Now I winced. “Nina, it’s not like that at all. And I really like having you as a friend. If you’d just let me explain—”
“Don’t bother.” She turned her back on me and headed for the bedroom door. “I don’t want to waste any more of your time, and besides, I need to find something to eat before my lunch break’s over. Sorry I woke you. I’m glad you’re okay.”
“Nina—” I tried. But she was gone before I could say anything more, her exit punctuated with a loud slamming of the front door.
I sank down on my bed, feeling like crap both physically and mentally. I hadn’t meant to end things like that with her. I hadn’t meant for a lot of things to happen. And as the overwhelming state of my life threatened to swallow me, I had to fight the urge to go make a drink.
“No,” I said aloud. “I’m done with that.”

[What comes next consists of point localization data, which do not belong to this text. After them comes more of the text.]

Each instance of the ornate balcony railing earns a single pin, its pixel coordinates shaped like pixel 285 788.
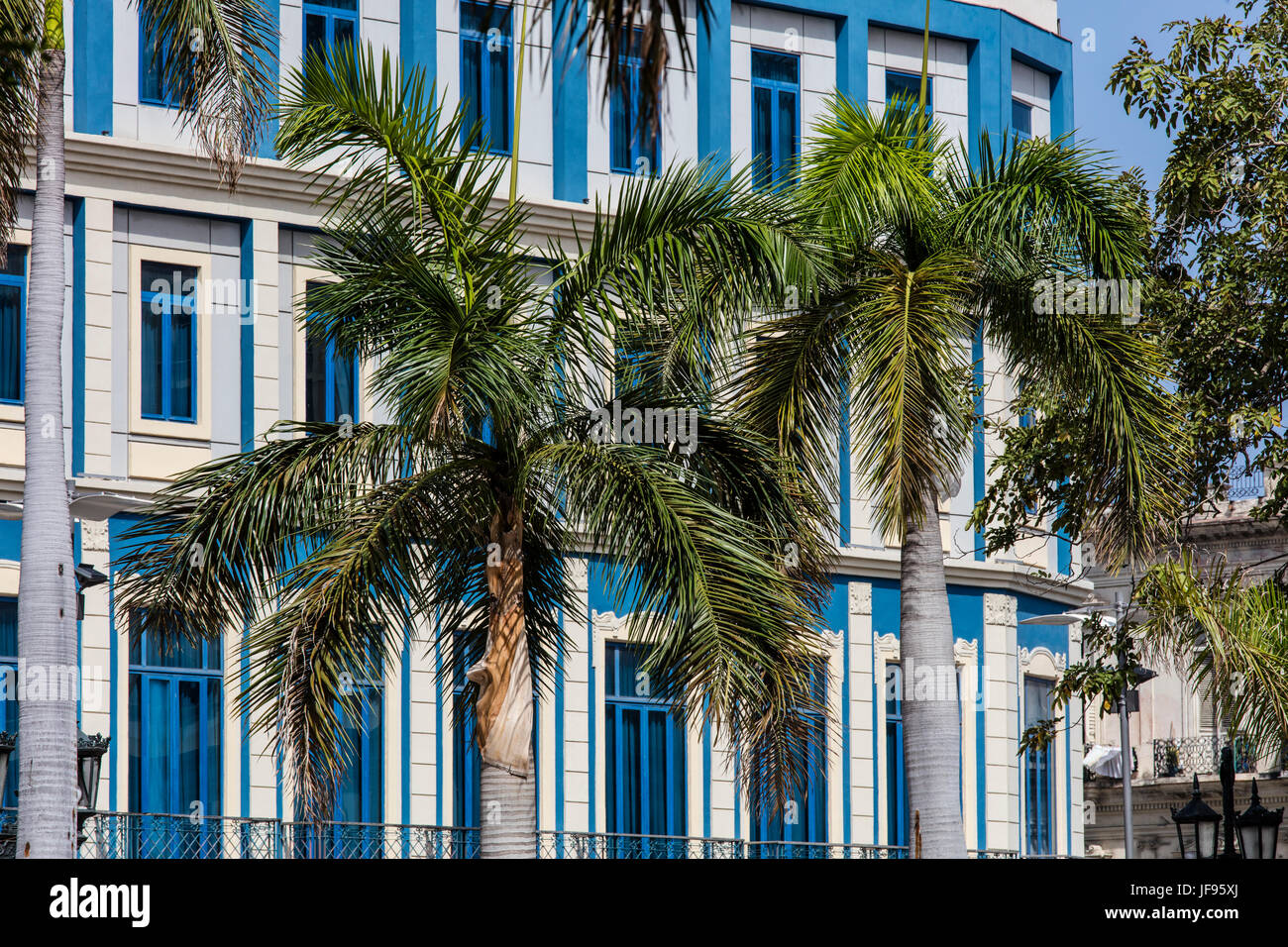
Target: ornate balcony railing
pixel 1192 755
pixel 132 835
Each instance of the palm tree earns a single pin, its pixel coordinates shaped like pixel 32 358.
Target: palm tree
pixel 334 541
pixel 211 52
pixel 935 253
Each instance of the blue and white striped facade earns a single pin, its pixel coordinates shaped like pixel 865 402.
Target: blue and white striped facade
pixel 137 193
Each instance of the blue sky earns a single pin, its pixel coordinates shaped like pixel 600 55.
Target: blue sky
pixel 1099 114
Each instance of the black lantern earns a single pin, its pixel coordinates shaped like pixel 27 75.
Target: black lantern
pixel 1196 826
pixel 7 745
pixel 89 759
pixel 1258 828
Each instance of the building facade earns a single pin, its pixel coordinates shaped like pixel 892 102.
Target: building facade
pixel 156 382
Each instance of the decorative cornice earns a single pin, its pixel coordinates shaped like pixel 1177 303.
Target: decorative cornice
pixel 1026 657
pixel 1000 609
pixel 887 646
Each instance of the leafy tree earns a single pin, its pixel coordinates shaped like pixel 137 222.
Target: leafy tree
pixel 460 512
pixel 213 53
pixel 927 253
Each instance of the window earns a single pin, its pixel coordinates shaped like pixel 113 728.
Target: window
pixel 1021 119
pixel 485 72
pixel 327 22
pixel 774 114
pixel 168 342
pixel 330 379
pixel 1038 771
pixel 909 85
pixel 9 678
pixel 13 329
pixel 897 785
pixel 632 147
pixel 643 755
pixel 175 746
pixel 804 819
pixel 465 749
pixel 353 828
pixel 161 82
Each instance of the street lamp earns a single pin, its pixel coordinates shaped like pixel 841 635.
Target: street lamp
pixel 7 745
pixel 1258 828
pixel 1199 821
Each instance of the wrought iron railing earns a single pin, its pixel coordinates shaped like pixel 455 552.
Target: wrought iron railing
pixel 1245 484
pixel 1192 755
pixel 132 835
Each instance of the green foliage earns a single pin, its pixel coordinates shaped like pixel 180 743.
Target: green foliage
pixel 333 541
pixel 1233 637
pixel 1219 264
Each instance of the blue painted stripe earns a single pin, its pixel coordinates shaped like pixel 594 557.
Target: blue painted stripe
pixel 406 729
pixel 77 337
pixel 561 682
pixel 977 354
pixel 91 67
pixel 267 146
pixel 713 85
pixel 571 105
pixel 246 338
pixel 417 37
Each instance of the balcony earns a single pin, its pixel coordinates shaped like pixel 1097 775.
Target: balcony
pixel 132 835
pixel 1198 755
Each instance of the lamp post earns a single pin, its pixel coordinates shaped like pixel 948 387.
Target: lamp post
pixel 8 826
pixel 89 762
pixel 1258 828
pixel 1198 821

Then and there, I was stopping cold turkey. I’d been deluding myself (even more than usual) thinking that I could drink sporadically throughout the day if I checked for Sydney every once in a while. Speaking of which … when was the last time I’d actually checked for her at night—the human night? When she’d first been taken, I’d searched for her nonstop. But recently … well, it was usually some half-hearted attempt after I woke up hungover. By the time darkness rolled around—the most likely time she’d be asleep, if she truly was still in the United States—I was usually a few drinks into my first party.
I’d let myself get sloppy, disheartened by my earlier failure and real-life distractions. I wouldn’t make that mistake again, though. I needed to keep myself sober and full of spirit, so that I could regularly check throughout the day. It didn’t matter how many times I’d failed. One day, one time, I’d catch her.